The scope of the claims 1. A press automatic screw for a transmission comprising a cylinder and a bottom provided at one end of the cylinder,  A piston for an automatic transmission, comprising a claw piece formed by cutting and raising a part of the cylindrical portion in a radial direction and engaging with a predetermined non-rotating member. 2. The automatic transmission screw according to claim 1, wherein the piston is axially driven to press a friction plate provided between a rotating member and the non-rotating member.
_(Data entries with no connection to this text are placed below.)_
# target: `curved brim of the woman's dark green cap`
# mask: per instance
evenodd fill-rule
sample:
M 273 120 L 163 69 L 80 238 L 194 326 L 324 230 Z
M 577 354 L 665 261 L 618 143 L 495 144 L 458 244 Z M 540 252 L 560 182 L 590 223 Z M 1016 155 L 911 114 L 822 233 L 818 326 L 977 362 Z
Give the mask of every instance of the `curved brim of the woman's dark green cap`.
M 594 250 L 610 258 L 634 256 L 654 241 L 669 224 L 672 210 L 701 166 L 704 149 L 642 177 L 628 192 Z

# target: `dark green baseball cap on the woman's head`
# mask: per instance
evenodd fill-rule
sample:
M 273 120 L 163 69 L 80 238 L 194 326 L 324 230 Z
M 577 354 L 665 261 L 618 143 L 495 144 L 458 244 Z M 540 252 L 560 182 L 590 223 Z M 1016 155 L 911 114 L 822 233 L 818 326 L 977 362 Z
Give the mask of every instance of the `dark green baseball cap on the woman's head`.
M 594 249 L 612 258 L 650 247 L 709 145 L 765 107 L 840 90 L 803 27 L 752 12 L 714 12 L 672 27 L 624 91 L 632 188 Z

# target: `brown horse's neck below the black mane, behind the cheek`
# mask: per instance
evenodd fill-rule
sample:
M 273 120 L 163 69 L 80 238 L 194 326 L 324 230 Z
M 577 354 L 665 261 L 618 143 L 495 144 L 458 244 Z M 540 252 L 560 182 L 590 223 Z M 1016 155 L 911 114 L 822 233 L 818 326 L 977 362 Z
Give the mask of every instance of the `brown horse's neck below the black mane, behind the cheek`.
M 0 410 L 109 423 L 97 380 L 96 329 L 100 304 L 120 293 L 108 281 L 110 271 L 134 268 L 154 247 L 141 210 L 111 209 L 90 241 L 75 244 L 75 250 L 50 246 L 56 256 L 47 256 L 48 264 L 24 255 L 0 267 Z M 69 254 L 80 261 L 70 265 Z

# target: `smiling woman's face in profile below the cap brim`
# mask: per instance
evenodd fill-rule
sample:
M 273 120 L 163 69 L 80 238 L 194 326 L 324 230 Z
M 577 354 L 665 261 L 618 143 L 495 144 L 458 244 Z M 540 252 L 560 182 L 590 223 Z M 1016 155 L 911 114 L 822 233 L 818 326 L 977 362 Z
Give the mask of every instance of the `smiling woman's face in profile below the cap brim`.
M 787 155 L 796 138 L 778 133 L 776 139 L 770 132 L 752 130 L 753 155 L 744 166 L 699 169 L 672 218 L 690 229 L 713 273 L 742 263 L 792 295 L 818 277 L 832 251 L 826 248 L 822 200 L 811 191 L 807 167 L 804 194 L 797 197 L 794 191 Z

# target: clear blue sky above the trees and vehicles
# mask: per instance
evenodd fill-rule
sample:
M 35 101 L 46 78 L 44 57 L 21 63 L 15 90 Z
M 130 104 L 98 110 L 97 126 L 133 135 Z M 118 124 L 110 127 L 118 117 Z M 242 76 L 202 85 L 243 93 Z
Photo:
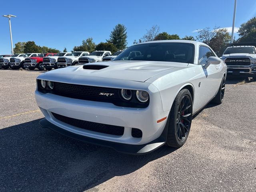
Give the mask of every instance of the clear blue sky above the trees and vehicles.
M 161 32 L 196 36 L 196 29 L 231 27 L 234 0 L 94 0 L 94 1 L 2 1 L 0 14 L 12 18 L 13 45 L 34 41 L 37 45 L 68 51 L 92 37 L 105 42 L 118 23 L 127 28 L 128 46 L 152 25 Z M 239 27 L 256 16 L 256 0 L 237 0 Z M 0 17 L 0 54 L 10 54 L 8 19 Z M 238 37 L 237 34 L 235 34 Z

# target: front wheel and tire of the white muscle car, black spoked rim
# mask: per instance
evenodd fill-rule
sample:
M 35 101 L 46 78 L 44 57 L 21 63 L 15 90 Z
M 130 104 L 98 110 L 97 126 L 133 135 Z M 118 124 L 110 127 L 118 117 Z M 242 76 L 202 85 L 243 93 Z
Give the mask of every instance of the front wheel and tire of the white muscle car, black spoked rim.
M 184 145 L 192 121 L 192 96 L 187 89 L 181 90 L 170 110 L 166 145 L 179 148 Z

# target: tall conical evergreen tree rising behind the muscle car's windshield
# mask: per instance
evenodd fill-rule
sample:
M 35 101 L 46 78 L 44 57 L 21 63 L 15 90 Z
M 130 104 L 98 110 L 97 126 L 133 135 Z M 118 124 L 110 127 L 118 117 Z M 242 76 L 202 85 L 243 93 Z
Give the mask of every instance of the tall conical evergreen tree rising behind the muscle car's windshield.
M 114 44 L 118 50 L 124 50 L 127 45 L 126 27 L 122 24 L 117 24 L 110 33 L 110 39 L 107 42 Z

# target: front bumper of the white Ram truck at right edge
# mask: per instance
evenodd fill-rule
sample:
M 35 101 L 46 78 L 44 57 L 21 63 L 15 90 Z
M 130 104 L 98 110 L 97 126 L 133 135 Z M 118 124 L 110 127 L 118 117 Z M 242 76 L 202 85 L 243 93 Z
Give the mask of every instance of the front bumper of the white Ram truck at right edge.
M 228 75 L 255 76 L 256 65 L 251 66 L 228 66 Z

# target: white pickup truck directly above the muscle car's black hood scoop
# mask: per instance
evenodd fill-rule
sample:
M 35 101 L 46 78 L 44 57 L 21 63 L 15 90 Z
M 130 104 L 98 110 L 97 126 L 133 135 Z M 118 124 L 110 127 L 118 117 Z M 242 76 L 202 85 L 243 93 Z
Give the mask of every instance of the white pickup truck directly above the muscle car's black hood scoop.
M 102 61 L 102 59 L 107 56 L 112 56 L 110 51 L 94 51 L 89 56 L 79 58 L 78 64 L 83 65 L 86 63 Z

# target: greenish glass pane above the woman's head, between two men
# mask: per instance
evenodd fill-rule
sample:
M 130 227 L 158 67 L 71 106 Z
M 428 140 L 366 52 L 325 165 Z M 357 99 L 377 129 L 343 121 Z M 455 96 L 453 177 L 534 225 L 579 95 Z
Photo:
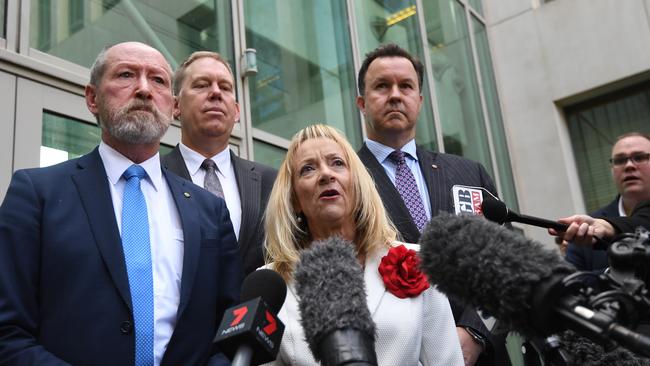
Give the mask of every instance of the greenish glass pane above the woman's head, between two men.
M 345 1 L 245 1 L 244 9 L 259 70 L 249 78 L 253 126 L 290 139 L 326 123 L 359 145 Z

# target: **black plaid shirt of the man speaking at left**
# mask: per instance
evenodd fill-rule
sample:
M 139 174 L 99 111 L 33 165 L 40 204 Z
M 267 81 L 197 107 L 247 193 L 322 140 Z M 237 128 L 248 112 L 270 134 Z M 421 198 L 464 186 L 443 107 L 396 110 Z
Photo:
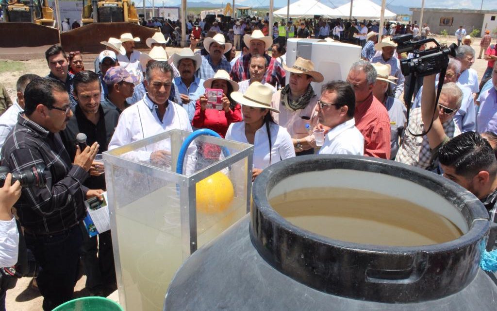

The biston is provided with a notch in which a part of a circumferential direction of a cylindrical portion of the piston is cut out,  The screw for an automatic transmission according to claim 1 or 2, wherein a rotating member rotating around another axis parallel to the axis of the piston is disposed in the notch.  4. The screw for an automatic transmission according to claim 2, wherein the non-rotational member is disposed on the side of the rotational direction of the claw plate at the time of operation of the friction plate.  5. The non-rotating member has an engagement protrusion having an engagement surface parallel to the axial center of the piston,  The piston for an automatic transmission according to claim 4, wherein the claw piece is brought into contact with the engagement surface to allow axial movement of the piston.